Circulating levels of prolactin are subject to acute and long-term regulation by many factors including oestrogen and dopamine. We have studied the regulation of prolactin promoter activity in living pituitary cells using transgenic Fischer rats in which reporter gene expression is regulated by the human prolactin gene locus (hPRL-d2EGFP). We have previously identified pulsatile prolactin transcription patterns in living lactotroph cells in fetal tissue, that became stabilised during neonatal development. In order to assess how transcription patterns are affected during physiological and supraphysiological prolactin upregulation in the adult, we have evaluated the expression of the hPRL-d2eGFP transgene during the oestrous cycle and in males with long-term oestradiol releasing implants, respectively.
Rats, injected with LHRH to synchronise oestrous cycles, were culled and pituitary glands harvested at proestrus, oestrus and diestrus. Flow cytometry indicated a 1.8-fold increase in the number of cells expressing detectable levels of the d2EGFP reporter at oestrus (n=7) as opposed to diestrus (n=5). Mean fluorescence per cell increased by 10.6-fold. Validation by qPCR, confirmed a 4.1-fold increase in the expression of d2EGFP mRNA and a 3.7-fold increase in the endogenous rat PRL mRNA. Immunofluorescence confirmed induction of EGFP and prolactin protein expression in tissue sections. These data indicate a major increase in transcription rate in individual cells, which is likely to be necessary to sustain the high level secretory output during proestrus and oestrus. Supraphysiological oestrogen stimulation in males caused a 2.5-fold increase in pituitary weight and transgene expression was shown to be upregulated by flow cytometry and qPCR.
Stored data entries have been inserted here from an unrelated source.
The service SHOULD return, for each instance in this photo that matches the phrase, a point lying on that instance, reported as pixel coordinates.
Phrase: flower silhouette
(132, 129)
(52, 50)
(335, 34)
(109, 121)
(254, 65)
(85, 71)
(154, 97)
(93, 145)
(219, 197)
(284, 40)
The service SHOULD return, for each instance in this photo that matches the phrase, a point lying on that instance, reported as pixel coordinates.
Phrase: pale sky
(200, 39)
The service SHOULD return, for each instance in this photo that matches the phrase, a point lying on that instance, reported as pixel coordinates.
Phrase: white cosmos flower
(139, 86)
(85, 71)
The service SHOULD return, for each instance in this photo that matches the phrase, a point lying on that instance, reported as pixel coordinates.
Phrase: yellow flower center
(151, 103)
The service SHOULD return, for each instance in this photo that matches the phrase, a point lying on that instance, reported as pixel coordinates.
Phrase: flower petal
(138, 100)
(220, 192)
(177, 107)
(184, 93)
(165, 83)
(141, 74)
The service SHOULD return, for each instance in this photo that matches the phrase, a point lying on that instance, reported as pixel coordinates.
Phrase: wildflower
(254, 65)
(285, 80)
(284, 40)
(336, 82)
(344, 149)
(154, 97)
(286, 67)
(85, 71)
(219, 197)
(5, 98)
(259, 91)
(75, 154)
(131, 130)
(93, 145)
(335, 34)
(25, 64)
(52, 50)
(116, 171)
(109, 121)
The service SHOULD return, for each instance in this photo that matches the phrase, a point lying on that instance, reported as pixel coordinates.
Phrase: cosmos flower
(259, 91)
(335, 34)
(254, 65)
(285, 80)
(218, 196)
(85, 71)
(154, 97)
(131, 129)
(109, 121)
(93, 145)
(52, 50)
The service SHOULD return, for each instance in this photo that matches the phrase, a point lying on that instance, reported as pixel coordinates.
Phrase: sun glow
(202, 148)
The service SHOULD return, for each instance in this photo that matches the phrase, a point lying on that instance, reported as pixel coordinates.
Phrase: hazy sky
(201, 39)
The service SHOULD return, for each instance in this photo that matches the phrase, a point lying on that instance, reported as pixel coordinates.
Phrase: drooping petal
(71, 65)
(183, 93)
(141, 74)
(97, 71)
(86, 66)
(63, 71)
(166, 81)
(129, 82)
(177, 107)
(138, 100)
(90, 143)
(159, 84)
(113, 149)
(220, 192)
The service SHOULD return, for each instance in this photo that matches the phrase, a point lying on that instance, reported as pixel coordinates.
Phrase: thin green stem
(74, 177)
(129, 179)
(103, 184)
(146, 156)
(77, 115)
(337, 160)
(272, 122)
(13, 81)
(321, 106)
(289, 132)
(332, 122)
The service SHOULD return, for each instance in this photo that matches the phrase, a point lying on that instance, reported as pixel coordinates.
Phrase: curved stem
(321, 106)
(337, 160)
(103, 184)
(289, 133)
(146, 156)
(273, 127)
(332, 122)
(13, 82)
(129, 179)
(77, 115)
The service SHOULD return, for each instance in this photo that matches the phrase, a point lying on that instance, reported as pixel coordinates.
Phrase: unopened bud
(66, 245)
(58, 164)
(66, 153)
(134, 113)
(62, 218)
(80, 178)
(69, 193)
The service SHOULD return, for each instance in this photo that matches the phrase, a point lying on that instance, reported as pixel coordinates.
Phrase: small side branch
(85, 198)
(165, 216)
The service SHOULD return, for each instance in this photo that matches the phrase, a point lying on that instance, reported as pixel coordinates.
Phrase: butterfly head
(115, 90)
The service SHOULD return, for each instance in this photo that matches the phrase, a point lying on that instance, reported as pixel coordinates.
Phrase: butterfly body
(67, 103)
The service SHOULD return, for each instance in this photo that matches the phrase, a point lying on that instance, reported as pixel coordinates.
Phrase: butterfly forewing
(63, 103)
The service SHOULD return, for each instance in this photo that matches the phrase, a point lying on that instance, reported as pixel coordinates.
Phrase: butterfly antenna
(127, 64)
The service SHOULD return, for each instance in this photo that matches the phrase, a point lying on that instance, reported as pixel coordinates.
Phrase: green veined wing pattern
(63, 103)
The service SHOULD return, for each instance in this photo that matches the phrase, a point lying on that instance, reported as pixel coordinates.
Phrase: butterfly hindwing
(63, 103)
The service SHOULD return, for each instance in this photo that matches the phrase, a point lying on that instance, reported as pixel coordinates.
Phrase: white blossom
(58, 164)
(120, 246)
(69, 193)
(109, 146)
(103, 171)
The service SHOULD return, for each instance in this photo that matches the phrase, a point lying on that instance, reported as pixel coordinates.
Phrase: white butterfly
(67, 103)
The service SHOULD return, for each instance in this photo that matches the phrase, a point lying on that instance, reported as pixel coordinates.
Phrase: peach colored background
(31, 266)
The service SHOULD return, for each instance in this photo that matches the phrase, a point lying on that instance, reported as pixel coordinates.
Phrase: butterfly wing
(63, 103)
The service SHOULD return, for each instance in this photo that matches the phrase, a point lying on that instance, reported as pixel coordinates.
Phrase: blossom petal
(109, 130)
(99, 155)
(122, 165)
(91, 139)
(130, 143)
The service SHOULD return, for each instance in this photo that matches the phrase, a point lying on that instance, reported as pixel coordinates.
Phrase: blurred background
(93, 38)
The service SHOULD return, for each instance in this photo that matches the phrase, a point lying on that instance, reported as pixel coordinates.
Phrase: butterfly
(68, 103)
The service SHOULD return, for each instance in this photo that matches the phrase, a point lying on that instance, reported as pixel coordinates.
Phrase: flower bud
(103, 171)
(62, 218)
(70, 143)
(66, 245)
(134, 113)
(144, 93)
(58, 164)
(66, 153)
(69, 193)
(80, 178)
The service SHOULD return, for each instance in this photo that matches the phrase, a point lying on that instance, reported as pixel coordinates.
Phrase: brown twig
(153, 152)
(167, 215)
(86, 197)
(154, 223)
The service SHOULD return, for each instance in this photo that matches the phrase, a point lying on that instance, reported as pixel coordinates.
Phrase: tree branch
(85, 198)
Using live cell imaging of tissue slice preparations from oestrous animals, fluctuating gene expression was detectable in a proportion of cells. The spatio-temporal nature of these transcription patterns is currently being subjected to mathematical analysis to determine how they are modified by relative cell positions in the tissue.
Declaration of interest: The authors declare that there is no conflict of interest that could be perceived as prejudicing the impartiality of the research project.
Funding: This work was supported, however funding details are unavailable.